Siamo negli States: San Francisco. Un ragazzo dalla vita travagliata incontra un ragazzo che suona la chitarra. Decidono di formare un gruppo, si chiudono in una stanza con tante pillole e scrivono un disco. Il gruppo in questione si chiama Girls, il disco si chiama semplicemente “Album” ed è una delle migliori uscite dell’anno.
Il fatto che sia un debut rende “Album” ancora più interessante: oggi come oggi è difficile trovare tanta maturità ed un sound così personale già dal primo disco.
Christopher Owens e Chet White, insomma, hanno senza dubbio lavorato bene: mischiano le carte e propongono un disco catalogato sotto l’etichetta di indie rock ma che dell’indie dei nostri giorni ha ben poco.
Le atmosfere di “Album”, infatti, più che gli Strokes e gli Arctic Monkeys ricordano i Beach Boys ed Elvis Costello, oltre che i gruppi storici dello shoegaze.
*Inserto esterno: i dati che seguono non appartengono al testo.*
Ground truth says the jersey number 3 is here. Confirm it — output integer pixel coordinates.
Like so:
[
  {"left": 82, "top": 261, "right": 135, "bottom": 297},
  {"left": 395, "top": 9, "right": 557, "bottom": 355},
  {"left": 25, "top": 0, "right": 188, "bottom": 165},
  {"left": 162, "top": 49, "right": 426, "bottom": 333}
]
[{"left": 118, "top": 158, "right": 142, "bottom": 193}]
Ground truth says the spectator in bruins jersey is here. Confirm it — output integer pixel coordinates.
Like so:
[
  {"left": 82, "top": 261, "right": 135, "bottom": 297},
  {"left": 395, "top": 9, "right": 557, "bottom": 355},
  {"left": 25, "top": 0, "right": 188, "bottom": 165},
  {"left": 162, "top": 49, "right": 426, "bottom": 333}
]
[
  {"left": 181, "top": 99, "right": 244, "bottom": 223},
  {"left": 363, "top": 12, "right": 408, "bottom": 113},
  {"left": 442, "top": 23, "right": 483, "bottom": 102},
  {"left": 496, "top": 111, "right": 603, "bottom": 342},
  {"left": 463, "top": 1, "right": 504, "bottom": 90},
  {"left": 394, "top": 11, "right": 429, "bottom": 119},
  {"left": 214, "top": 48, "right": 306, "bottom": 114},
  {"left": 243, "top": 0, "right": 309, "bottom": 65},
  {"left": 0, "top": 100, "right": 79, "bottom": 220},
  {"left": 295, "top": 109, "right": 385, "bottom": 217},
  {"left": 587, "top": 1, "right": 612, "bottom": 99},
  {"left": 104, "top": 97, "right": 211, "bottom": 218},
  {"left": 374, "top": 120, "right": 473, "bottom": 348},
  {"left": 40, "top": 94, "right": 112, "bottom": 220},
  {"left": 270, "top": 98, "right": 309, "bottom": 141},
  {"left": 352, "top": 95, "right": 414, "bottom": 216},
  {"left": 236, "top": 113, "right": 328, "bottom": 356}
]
L’opener “Lust for Life”, ad esempio, sembra uscita da uno degli album di Costello con i The Attractions, mentre “Big Bad Mean Motherfucker” non avrebbe sfigurato in un album dei Jesus and Mary Chain.
I risultati più sorprendenti del disco, però, vengono raggiunti in canzoni come “Ghost Mouth” o “Hellhole Ratrace”, meraviglie acustiche figlie dirette delle ballate grunge degli anni Novanta – con un raggio di sole in più.
I Girls, insomma, si faranno apprezzare da tutti, anche dai più esigenti: speriamo soltanto che non siano un fuoco di paglia.